И вдруг я очнулся. Я вспомнил, что еще когда мы проезжали Базарную площадь, у ворот присутствия стоял часовой, в саду за решеткой торопливо ходили какие—то люди в штатском, и один из них тащил пулемет. Магазины были закрыты, улицы пусты, за Сергиевской мы не встретили ни одного человека. Что случилось?

Кучер в грязном балахоне торопился, то и дело подхлестывая лошадь. Тетя Даша и Сковородников едва поспевали. Мы выехали на Посадскую пустошь — так называлось пустое грязное место между городом и Посадом, — а там спуск к реке, Мельничий мост… Что—то коротко простучало вдалеке, кучер испуганно оглянулся и нерешительно поднял кнут. Тетя Даша догнала нас и стала ругаться:

— Ошалел, что ли? Не дрова везешь!

— Стреляют, — мрачно возразил кучер.

Спуск к реке был прорыт в косогоре, и несколько минут мы ехали, ничего не видя по сторонам. Где—то стреляли, но все реже. Мельничий мост, с которого я не раз ловил пескарей, был уже виден. И вдруг кучер привстал, замахнулся… Лошадь рванулась, и мы помчались вдоль берега, далеко за собой оставив Сковородникова и тетю Дашу.

Наверно, это были пули, потому что мелкие щепочки стали отлетать от колесницы, и одна попала мне прямо в лицо. Резной столбик, за который я держался рукой, зашатался, заскрипел, нас тряхнуло, и он упал на дорогу. Я слышал, как где—то позади кричал Сковородников, плачущим голосом ругалась тетя Даша.

Надвинув пониже свою кепку и крутя над головой кнутом, кучер гнал лошадь прямо на мост, как будто не видя, что въезд перегорожен какими—то балками, досками, кирпичами. Раз! Лошадь попятилась, рванулась направо, налево и остановилась.

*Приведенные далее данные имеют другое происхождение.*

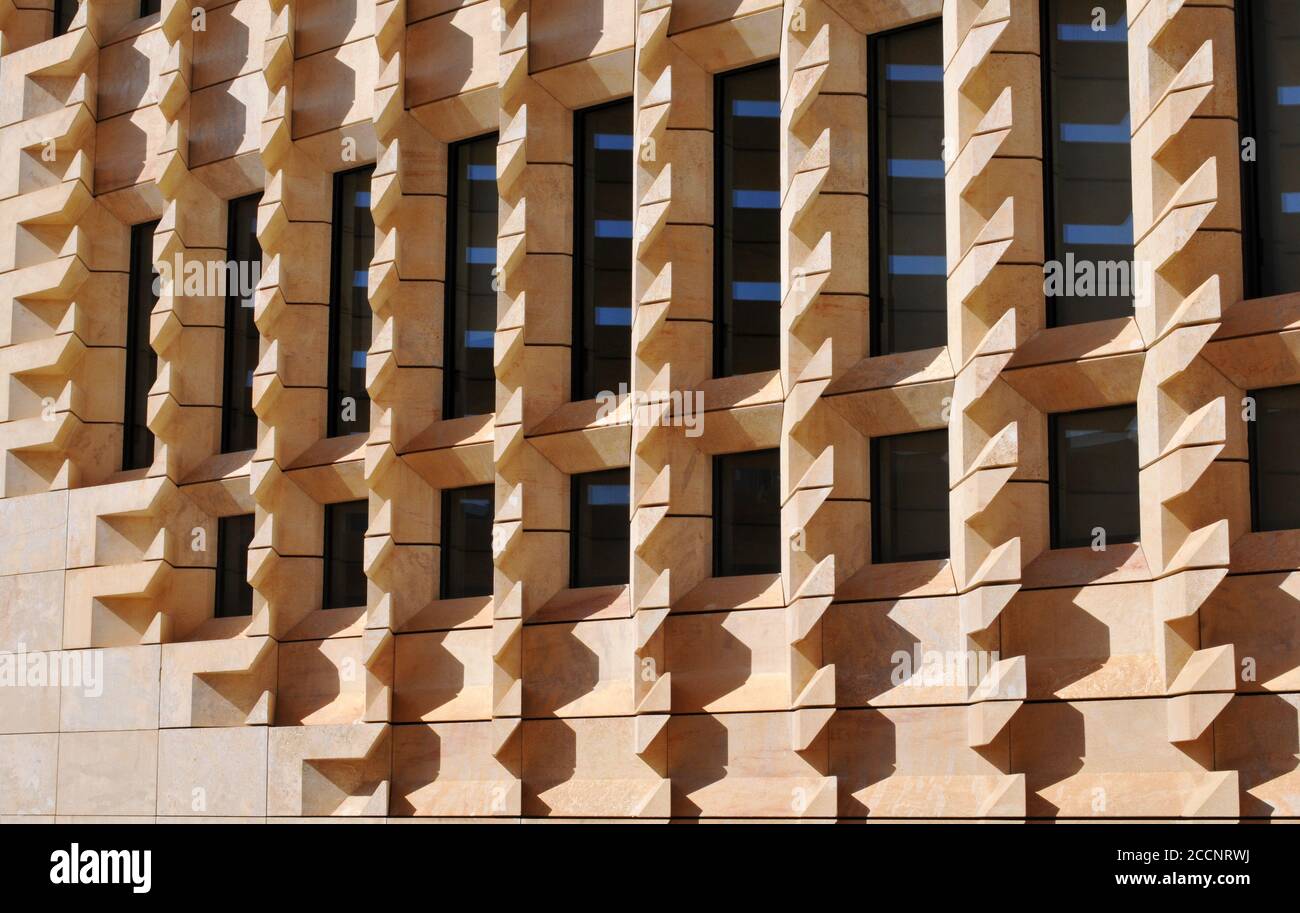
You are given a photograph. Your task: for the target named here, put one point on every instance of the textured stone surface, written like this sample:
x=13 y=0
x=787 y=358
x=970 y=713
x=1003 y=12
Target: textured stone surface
x=1112 y=683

Среди людей, выбежавших к нам из—за этих балок, я узнал знакомого наборщика, который прошлым летом снимал комнату у гадалки на соседнем дворе. В руках у него была винтовка, а за кожаным поясом, выглядевшим очень странно на обыкновенном пальто, торчал наган. Все они были вооружены, у некоторых были даже шашки.

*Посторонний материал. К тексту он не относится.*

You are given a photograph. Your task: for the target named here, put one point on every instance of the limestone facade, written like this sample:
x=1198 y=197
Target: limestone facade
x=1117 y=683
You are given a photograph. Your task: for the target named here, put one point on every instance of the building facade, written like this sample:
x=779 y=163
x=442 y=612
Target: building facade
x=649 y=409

Кучер слез, подоткнул балахон и, засунув кнут в сапог, стал ругаться.

— Что же, вы не видите — похороны? Чуть лошадь не застрелили!

— Мы не стреляли, это ты под кадет попал, — возразил наборщик. — А ты не видишь, дурак, что баррикады?

— Как твоя фамилия? — кричал кучер — Вы мне ответите! Кто за ремонт платить будет? — Он ходил вокруг колесницы и трогал пальцем побитые места.

— Вы мне спицу сломали!

— Дурак, — снова сказал наборщик, — говорят тебе — не мы! Станем мы по гробам стрелять. Дура!

— Кого хоронишь, мальчик? — тихо спросил меня пожилой человек в папахе, на которой вместо кокарды была красная лента.

— Мать, — с трудом сказал я.

Он снял папаху.

— Вы, товарищи, потише, — сказал он. — Похороны. Вот парнишка мать провожает. Нехорошо все—таки.

Все посмотрели на меня. Наверно, у меня был неважный вид, потому что когда все было улажено и тетя Даша, плача, догнала нас и мы через мельницу выехали на мост, я нашел в кармане своей курточки два куска сахару и белый сухарь.

Измученные, по тому берегу Песчинки мы вернулись домой после похорон.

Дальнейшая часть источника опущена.